What do I mean by this?
Well, so many of us are afraid to fail. So we don’t take action. It’s too risky. Too scary. We ask what if I fail? Fear of failure is one of the biggest things holding us back.
What if there is no failure and you either get the result you want or the lesson you need?
Struggles are common in science, exploration, and discovery.
Scientists review the literature, make purposeful observations, begin from an informed background, come up with a hypothesis, then test the hypothesis. The outcome is unknown. Yet they move forward. They can’t know whether it will go the way the think it will or not, until they take action and actually conduct the experiment. Once the scientist has run the experiment, they gather the data, analyze it, and interpret it. They can then share the knowledge with others and plan to move ahead again better informed.
Science teachers have discovered that if they simply teach students about the scientific method and ask them do conduct an experiment they may still get frustrated if things don’t work out as the students initially planned.

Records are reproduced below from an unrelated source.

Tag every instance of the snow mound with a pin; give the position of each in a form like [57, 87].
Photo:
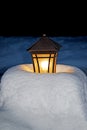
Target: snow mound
[45, 101]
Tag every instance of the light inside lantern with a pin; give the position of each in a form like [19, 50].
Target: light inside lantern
[44, 63]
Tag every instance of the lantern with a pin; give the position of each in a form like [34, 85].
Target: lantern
[44, 55]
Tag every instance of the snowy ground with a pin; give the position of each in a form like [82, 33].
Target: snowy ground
[30, 101]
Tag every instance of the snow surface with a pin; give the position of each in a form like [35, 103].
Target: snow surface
[30, 101]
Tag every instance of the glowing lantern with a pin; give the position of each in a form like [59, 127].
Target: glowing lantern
[44, 55]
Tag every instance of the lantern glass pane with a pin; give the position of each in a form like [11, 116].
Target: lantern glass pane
[44, 63]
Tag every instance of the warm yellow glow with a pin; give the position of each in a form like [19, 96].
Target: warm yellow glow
[44, 63]
[44, 66]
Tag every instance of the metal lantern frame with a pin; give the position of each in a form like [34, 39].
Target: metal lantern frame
[45, 50]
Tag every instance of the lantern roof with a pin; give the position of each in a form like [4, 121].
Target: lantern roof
[44, 44]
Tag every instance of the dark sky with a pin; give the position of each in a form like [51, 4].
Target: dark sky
[34, 27]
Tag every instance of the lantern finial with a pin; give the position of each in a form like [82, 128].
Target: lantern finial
[44, 35]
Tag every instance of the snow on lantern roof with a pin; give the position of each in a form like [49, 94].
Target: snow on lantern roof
[44, 44]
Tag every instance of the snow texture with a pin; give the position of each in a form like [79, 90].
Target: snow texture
[31, 101]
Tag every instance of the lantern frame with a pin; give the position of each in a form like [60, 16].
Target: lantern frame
[48, 57]
[44, 51]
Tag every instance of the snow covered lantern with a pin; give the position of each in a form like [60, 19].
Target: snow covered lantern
[44, 55]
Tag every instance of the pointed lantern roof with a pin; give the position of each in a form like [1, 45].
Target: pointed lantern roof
[44, 44]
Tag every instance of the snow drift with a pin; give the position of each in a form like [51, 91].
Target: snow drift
[45, 101]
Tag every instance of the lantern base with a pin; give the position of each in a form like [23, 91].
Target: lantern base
[45, 101]
[60, 68]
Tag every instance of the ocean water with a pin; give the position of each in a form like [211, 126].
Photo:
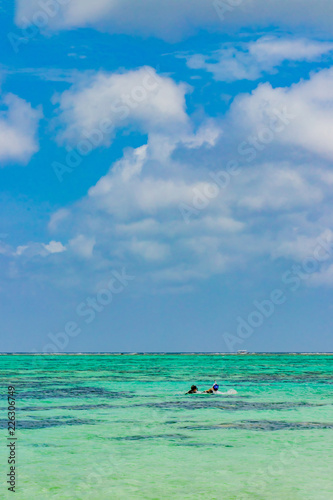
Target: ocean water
[121, 427]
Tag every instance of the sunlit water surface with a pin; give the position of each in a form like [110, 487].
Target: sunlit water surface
[120, 427]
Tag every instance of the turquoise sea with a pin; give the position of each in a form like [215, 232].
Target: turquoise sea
[121, 427]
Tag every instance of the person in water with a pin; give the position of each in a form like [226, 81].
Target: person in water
[193, 390]
[213, 389]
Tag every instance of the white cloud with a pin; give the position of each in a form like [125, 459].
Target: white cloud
[177, 18]
[96, 106]
[18, 129]
[33, 249]
[250, 60]
[299, 115]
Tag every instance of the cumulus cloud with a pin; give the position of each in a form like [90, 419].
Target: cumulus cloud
[18, 130]
[175, 19]
[96, 106]
[39, 249]
[249, 61]
[299, 115]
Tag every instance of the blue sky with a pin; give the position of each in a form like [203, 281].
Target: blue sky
[166, 176]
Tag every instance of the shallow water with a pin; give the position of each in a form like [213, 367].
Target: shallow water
[121, 427]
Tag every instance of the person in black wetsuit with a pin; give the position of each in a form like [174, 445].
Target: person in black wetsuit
[213, 389]
[193, 390]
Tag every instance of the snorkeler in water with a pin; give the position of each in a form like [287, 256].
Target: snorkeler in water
[193, 390]
[213, 389]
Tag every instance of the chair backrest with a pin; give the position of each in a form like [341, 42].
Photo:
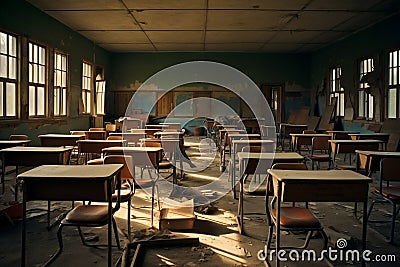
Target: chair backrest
[18, 137]
[96, 129]
[128, 171]
[320, 143]
[289, 166]
[111, 127]
[389, 169]
[114, 137]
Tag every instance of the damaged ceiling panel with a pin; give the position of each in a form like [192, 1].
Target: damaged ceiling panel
[287, 26]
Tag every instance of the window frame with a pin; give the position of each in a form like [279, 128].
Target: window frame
[87, 81]
[62, 98]
[393, 84]
[365, 100]
[4, 81]
[36, 83]
[336, 90]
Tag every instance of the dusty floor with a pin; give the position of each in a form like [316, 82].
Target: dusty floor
[220, 242]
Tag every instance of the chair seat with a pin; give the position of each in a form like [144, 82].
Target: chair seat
[392, 192]
[125, 195]
[88, 214]
[295, 217]
[318, 157]
[144, 183]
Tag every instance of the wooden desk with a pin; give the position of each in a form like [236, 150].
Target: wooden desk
[305, 138]
[350, 146]
[95, 146]
[60, 139]
[384, 137]
[320, 186]
[285, 129]
[370, 160]
[32, 156]
[263, 161]
[131, 138]
[12, 143]
[237, 146]
[340, 135]
[69, 182]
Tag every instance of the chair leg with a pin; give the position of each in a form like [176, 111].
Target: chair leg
[129, 219]
[393, 223]
[60, 247]
[116, 232]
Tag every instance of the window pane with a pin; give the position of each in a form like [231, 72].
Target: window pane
[12, 46]
[11, 99]
[12, 71]
[392, 103]
[361, 103]
[32, 100]
[3, 66]
[40, 101]
[1, 99]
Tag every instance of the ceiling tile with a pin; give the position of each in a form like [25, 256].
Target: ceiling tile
[245, 20]
[179, 47]
[238, 36]
[128, 47]
[171, 19]
[115, 36]
[257, 4]
[234, 47]
[77, 4]
[281, 48]
[175, 36]
[318, 20]
[162, 4]
[96, 20]
[353, 5]
[294, 36]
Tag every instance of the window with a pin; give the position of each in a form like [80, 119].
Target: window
[37, 80]
[8, 76]
[100, 94]
[394, 85]
[365, 99]
[87, 87]
[336, 90]
[60, 84]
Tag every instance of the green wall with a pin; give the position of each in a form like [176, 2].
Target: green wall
[20, 17]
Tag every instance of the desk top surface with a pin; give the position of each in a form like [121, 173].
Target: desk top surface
[266, 155]
[378, 153]
[309, 135]
[72, 136]
[330, 175]
[366, 141]
[369, 134]
[41, 149]
[16, 142]
[132, 149]
[103, 171]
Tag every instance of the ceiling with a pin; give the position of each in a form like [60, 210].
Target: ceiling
[287, 26]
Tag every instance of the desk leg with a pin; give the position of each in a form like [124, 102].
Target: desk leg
[364, 233]
[23, 238]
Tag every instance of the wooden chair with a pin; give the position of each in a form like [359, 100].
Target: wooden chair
[291, 219]
[388, 192]
[320, 151]
[19, 137]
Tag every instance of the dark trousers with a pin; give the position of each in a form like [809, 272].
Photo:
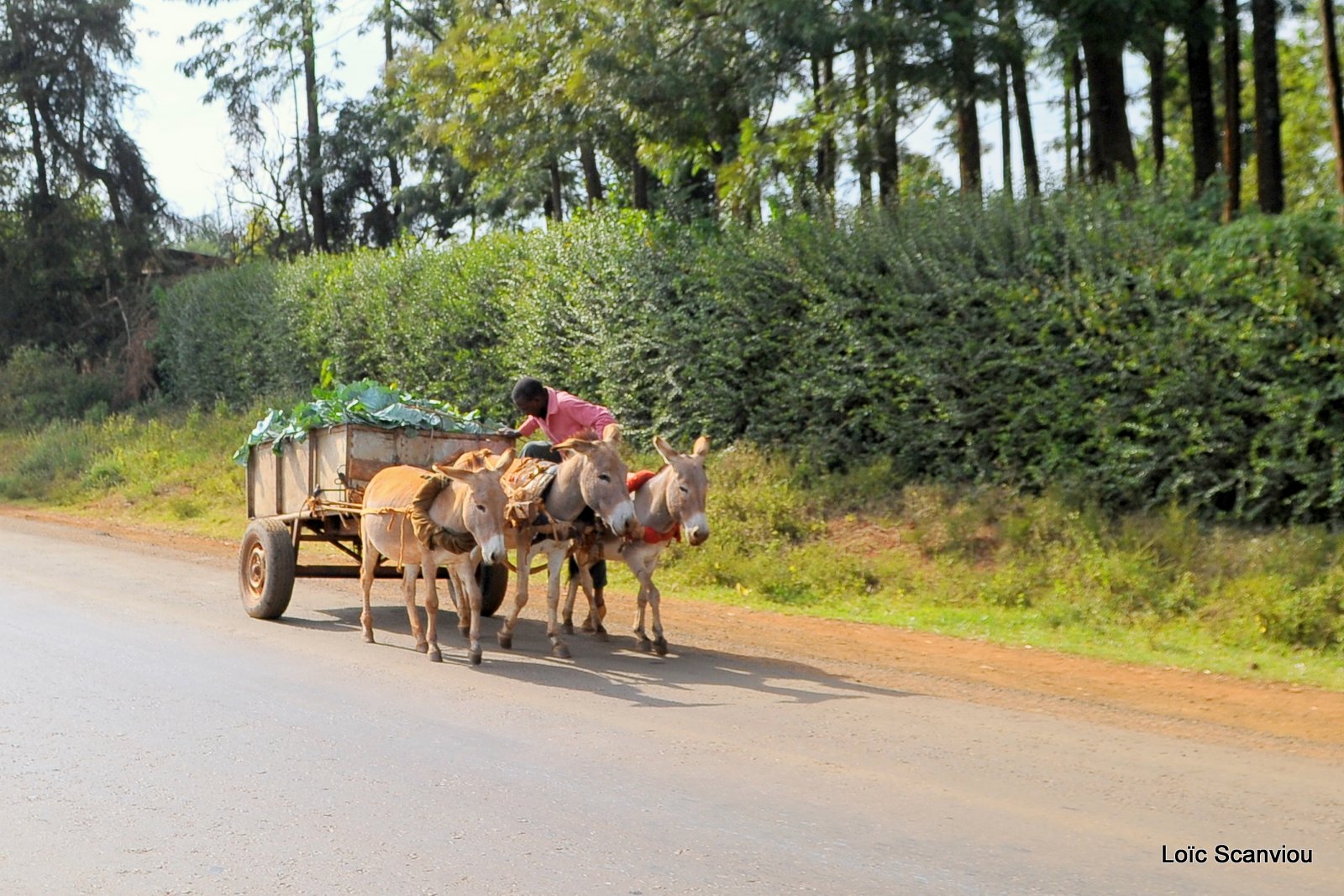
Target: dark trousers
[544, 452]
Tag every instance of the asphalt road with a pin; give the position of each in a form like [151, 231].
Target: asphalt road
[154, 739]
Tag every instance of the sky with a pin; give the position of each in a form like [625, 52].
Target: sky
[187, 147]
[186, 141]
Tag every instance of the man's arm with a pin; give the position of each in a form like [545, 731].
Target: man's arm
[593, 417]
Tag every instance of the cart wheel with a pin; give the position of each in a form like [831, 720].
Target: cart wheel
[494, 580]
[266, 569]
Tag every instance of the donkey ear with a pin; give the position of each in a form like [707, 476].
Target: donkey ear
[456, 473]
[575, 445]
[501, 461]
[664, 449]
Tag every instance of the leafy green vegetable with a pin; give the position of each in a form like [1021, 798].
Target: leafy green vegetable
[365, 402]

A more traditional approach to teaching science may teach that great scientists have exceptional talent, intellect, or ability.
However, when science teachers introduce stories about great scientists (such as Einstein or Marie Curie), how they struggled, how they failed, then had to start over, persisted, never gave up, and eventually overcame challenges, then made important discoveries children were much more likely to persist in their own scientific experiments in the classroom.
If you can apply the scientific method to your life, purposefully stepping back, and become somewhat more objective about the background data, hypothesis, testing, data gathering, and analysis, this skill can serve you greatly. You don’t have to make the outcome mean anything about you as a human being. If you don’t get the result you wanted, you simply start over better informed.
Thomas Edison said, “I have not failed 10,000 times, I’ve successfully found 10,000 ways that will not work.”
Buckminster Fuller said, “There is no such thing as a failed experiment, there are only experiments with unexpected outcomes.”
Start with yourself. You don’t need a randomized controlled trial. A simple pre / post study design in your own life will do.